“It is often wise to reveal that which cannot be concealed for long.” – Friedrich Schiller, Born today, Nov. 10, 1759
Ah yes. The “damaging admission”. Confess your sins before your audience rather than hiding them. Expose your own flaws. Uncover your shortcomings. This applies to you, your products, and your offers.
But don't stop there. Admitting them humanizes you, and makes you appear trustworthy. But always give a “because” or a “reason why” that flips the flaw into a desirable feature.
It's not a short ebook. It's an all-meat, fluff-free report.
It's not a cash grab. It's a seasonal “gratitude” sale.
It's not an incomplete product. It's an impending upgrade.
Spin spin spin.
See: Most people would prefer the fatly padded platitudes. But not you… You're special.
It's not an unedited screencap video. It's a raw unfiltered and unpolished recording of a brain dump, never meant for mere consumers… But you're special.

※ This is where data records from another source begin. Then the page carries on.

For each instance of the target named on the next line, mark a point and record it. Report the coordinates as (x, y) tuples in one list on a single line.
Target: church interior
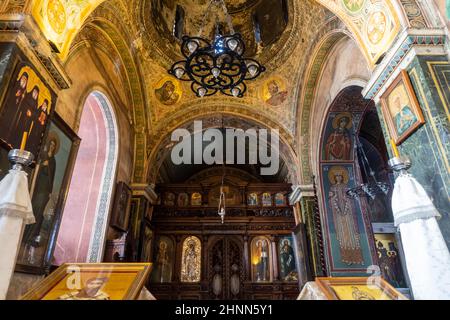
[(97, 95)]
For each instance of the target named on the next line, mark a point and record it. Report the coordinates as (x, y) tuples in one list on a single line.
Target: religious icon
[(50, 181), (147, 244), (288, 270), (162, 271), (339, 143), (196, 199), (344, 217), (169, 199), (120, 215), (280, 199), (183, 200), (92, 291), (353, 6), (26, 110), (261, 259), (376, 27), (401, 108), (168, 92), (232, 196), (43, 189), (191, 260), (358, 288), (252, 199), (389, 260), (275, 92), (92, 281), (267, 199)]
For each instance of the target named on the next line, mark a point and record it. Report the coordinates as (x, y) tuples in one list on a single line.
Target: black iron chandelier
[(218, 65), (372, 187)]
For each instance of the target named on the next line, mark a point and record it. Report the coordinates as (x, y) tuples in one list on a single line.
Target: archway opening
[(84, 222)]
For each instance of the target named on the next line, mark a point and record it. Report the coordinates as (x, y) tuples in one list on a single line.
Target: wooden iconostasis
[(252, 255)]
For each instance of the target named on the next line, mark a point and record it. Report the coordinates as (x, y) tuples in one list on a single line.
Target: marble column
[(248, 273), (275, 273), (308, 233), (422, 54)]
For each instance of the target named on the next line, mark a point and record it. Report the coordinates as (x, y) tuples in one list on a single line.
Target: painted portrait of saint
[(168, 92), (261, 259), (339, 143), (252, 199), (191, 260), (353, 6), (196, 199), (401, 110), (376, 27), (275, 92), (183, 200), (91, 291), (26, 110), (280, 199), (45, 179), (169, 199), (162, 271), (288, 270), (344, 217), (267, 199)]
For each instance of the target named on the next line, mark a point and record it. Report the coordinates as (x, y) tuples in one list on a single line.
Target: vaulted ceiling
[(142, 38)]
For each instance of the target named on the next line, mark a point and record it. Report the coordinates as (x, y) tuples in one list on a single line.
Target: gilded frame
[(402, 79), (326, 285), (46, 285)]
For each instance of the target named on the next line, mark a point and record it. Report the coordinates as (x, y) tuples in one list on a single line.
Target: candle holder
[(20, 159), (400, 164)]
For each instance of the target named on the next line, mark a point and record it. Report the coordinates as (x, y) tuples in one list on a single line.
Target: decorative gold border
[(38, 291), (435, 130), (326, 283), (402, 77)]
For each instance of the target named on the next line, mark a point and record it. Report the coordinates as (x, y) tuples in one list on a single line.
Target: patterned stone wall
[(428, 147)]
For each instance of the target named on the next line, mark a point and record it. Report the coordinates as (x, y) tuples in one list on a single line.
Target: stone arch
[(85, 219), (357, 19), (306, 140), (159, 151), (106, 22)]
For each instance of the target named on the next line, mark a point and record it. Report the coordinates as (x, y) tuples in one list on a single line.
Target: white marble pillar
[(274, 259), (11, 230), (15, 213)]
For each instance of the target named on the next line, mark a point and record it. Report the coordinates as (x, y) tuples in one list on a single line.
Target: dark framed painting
[(49, 188), (401, 108), (27, 106), (163, 260), (390, 259), (287, 261), (120, 216), (261, 257), (4, 162), (147, 243), (358, 289), (92, 281)]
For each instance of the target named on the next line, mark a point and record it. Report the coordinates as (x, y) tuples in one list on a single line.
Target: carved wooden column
[(204, 259), (276, 275), (178, 256), (248, 273)]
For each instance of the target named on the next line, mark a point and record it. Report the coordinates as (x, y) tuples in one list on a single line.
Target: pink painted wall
[(78, 218)]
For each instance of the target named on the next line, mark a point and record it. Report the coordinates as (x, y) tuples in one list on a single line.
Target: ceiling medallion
[(218, 65)]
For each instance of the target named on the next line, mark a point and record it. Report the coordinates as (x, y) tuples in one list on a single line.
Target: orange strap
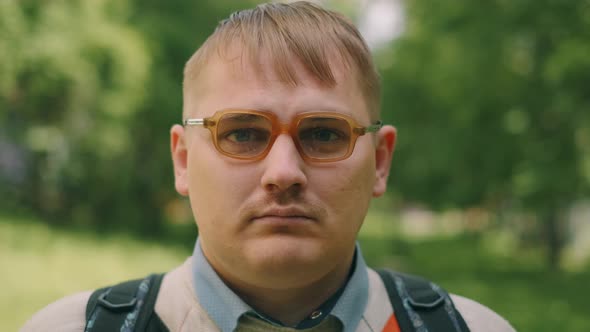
[(391, 325)]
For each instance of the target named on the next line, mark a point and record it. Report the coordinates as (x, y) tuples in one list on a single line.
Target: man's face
[(280, 220)]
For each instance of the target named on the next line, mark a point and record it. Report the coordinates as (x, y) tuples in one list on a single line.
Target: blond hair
[(313, 35)]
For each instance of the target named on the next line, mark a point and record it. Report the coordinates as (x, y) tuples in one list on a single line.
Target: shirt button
[(316, 314)]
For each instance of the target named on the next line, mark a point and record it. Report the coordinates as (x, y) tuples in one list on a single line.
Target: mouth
[(283, 215)]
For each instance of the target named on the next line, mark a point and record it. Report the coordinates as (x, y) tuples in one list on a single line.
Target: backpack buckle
[(116, 307), (425, 302)]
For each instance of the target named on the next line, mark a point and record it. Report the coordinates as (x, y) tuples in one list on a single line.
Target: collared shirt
[(225, 307)]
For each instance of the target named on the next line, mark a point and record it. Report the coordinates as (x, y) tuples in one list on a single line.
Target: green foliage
[(529, 296), (491, 103)]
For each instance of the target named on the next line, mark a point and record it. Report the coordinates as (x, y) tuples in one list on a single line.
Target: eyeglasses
[(250, 134)]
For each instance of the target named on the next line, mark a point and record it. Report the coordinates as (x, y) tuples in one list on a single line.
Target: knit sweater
[(179, 309)]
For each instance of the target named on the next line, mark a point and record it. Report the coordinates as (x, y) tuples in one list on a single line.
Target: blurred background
[(490, 188)]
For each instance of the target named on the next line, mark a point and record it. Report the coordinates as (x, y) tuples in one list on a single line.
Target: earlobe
[(383, 155), (179, 151)]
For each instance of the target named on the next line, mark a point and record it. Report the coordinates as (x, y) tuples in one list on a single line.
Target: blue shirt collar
[(225, 307)]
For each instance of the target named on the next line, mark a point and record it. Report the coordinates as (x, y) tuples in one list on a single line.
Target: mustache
[(283, 200)]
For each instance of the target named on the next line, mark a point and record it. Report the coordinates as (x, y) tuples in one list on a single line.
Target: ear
[(178, 147), (383, 155)]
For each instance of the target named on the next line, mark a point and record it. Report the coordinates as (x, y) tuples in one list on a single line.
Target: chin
[(288, 256)]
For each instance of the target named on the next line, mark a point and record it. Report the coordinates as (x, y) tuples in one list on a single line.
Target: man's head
[(316, 38), (281, 220)]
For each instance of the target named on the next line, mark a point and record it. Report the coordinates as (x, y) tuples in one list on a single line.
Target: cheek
[(216, 189), (348, 191)]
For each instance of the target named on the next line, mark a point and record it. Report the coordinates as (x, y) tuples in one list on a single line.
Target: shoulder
[(480, 318), (67, 314)]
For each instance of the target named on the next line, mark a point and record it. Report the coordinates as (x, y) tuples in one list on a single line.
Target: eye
[(240, 135), (321, 134), (245, 135)]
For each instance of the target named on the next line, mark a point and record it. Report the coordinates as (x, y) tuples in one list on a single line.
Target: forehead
[(238, 80)]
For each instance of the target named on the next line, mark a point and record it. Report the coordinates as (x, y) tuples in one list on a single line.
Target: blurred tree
[(72, 76), (88, 92), (493, 107)]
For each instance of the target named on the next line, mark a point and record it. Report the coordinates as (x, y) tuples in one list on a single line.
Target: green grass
[(41, 264), (516, 285)]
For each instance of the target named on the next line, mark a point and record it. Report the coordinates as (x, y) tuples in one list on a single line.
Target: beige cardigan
[(178, 308)]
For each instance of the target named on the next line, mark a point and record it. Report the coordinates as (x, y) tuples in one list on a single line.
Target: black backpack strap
[(126, 307), (421, 306)]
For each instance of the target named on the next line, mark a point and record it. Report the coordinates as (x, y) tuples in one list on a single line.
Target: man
[(280, 151)]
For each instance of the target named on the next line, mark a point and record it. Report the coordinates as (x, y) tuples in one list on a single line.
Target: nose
[(283, 167)]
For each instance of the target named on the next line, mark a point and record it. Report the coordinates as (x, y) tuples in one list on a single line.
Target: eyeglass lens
[(248, 135)]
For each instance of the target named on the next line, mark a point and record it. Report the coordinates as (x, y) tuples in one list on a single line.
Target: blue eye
[(321, 135), (324, 135), (240, 135)]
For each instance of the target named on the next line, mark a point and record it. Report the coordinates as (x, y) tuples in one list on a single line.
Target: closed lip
[(287, 213)]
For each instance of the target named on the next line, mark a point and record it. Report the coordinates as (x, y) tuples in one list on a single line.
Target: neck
[(292, 305)]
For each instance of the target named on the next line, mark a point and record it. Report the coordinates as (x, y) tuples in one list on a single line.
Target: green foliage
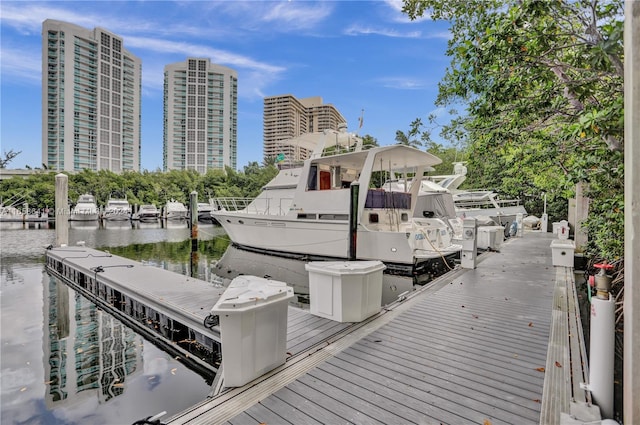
[(542, 82), (38, 189)]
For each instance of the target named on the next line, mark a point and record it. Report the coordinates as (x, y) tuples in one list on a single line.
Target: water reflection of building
[(87, 352)]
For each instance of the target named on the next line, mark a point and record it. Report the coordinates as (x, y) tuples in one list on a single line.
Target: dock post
[(353, 220), (62, 209), (631, 213), (193, 207)]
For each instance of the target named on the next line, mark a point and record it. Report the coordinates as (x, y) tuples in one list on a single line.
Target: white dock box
[(562, 252), (253, 327), (345, 291), (490, 237)]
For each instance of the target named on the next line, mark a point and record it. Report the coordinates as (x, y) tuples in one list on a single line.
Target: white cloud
[(21, 64), (402, 83), (361, 30), (297, 15), (198, 50)]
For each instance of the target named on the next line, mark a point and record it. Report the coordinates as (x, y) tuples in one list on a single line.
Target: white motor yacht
[(85, 209), (305, 211), (117, 210), (148, 212), (175, 210), (204, 212), (480, 203)]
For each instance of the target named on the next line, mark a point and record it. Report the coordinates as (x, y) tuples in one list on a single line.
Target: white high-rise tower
[(90, 100)]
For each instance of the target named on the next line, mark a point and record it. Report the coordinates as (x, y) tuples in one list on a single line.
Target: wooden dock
[(166, 307), (495, 345), (500, 344)]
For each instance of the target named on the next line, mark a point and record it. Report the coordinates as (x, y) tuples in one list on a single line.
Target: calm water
[(64, 361)]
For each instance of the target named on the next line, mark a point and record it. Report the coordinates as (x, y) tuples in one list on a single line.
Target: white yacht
[(85, 209), (305, 211), (117, 210), (148, 212), (175, 210), (479, 203)]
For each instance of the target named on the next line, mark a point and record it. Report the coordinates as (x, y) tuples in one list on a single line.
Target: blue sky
[(356, 55)]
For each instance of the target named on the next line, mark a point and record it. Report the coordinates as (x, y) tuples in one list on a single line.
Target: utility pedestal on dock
[(469, 243)]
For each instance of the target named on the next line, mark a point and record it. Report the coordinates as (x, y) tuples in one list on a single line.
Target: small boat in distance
[(175, 210), (204, 212), (85, 209), (148, 212), (117, 210)]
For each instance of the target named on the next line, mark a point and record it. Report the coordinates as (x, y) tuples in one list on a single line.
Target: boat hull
[(327, 240), (84, 216), (117, 216)]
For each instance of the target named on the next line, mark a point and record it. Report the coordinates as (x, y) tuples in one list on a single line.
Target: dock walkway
[(169, 308), (470, 347)]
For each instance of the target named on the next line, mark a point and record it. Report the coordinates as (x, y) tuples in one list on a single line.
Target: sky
[(364, 57)]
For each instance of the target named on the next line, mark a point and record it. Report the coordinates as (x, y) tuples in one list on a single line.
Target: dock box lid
[(337, 268), (563, 244), (247, 292)]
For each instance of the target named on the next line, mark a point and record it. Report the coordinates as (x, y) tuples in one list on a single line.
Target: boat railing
[(270, 206), (487, 203)]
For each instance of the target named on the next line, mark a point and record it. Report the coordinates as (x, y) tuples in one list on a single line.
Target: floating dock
[(168, 308), (499, 344)]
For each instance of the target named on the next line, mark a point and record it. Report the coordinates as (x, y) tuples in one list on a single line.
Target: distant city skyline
[(90, 100), (357, 56), (200, 116)]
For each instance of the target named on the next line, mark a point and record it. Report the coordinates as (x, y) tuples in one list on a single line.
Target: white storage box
[(562, 252), (253, 327), (561, 229), (345, 291), (490, 237)]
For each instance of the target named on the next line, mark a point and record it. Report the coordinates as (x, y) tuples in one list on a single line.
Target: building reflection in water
[(86, 351)]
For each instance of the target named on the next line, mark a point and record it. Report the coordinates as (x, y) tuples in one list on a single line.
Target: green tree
[(414, 137), (542, 83), (8, 157)]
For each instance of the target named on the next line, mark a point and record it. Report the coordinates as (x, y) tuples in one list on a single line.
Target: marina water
[(65, 361)]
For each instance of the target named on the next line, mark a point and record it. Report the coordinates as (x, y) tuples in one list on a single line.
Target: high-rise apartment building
[(286, 117), (91, 88), (200, 116)]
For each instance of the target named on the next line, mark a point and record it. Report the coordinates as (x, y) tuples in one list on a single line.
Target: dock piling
[(62, 209)]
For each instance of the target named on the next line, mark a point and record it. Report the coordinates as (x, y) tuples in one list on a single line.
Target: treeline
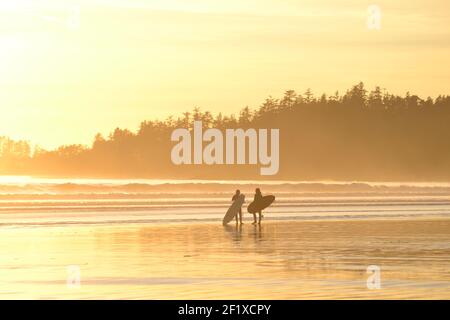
[(360, 135)]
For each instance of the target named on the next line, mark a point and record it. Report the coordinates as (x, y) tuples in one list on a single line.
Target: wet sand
[(277, 260)]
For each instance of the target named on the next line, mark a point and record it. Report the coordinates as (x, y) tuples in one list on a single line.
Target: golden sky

I'm not a grizzled veteran in this field. But when I share my tactics for rapid success, I won't hide my errors. I'm letting you behind the scenes because… You're special.
You get the idea, right?
If you are the source for the full facts on your own flaws, no one can claim they are a jerk or a fraud or try to flame you with them.
You own the negative aspects when you claim them, and therefore you control the narrative reason they exist.
Or else don't take my advice, try to bury your flaws and hide them from the eyes of your audience… And woe to you when they dig them up and throw them in your face.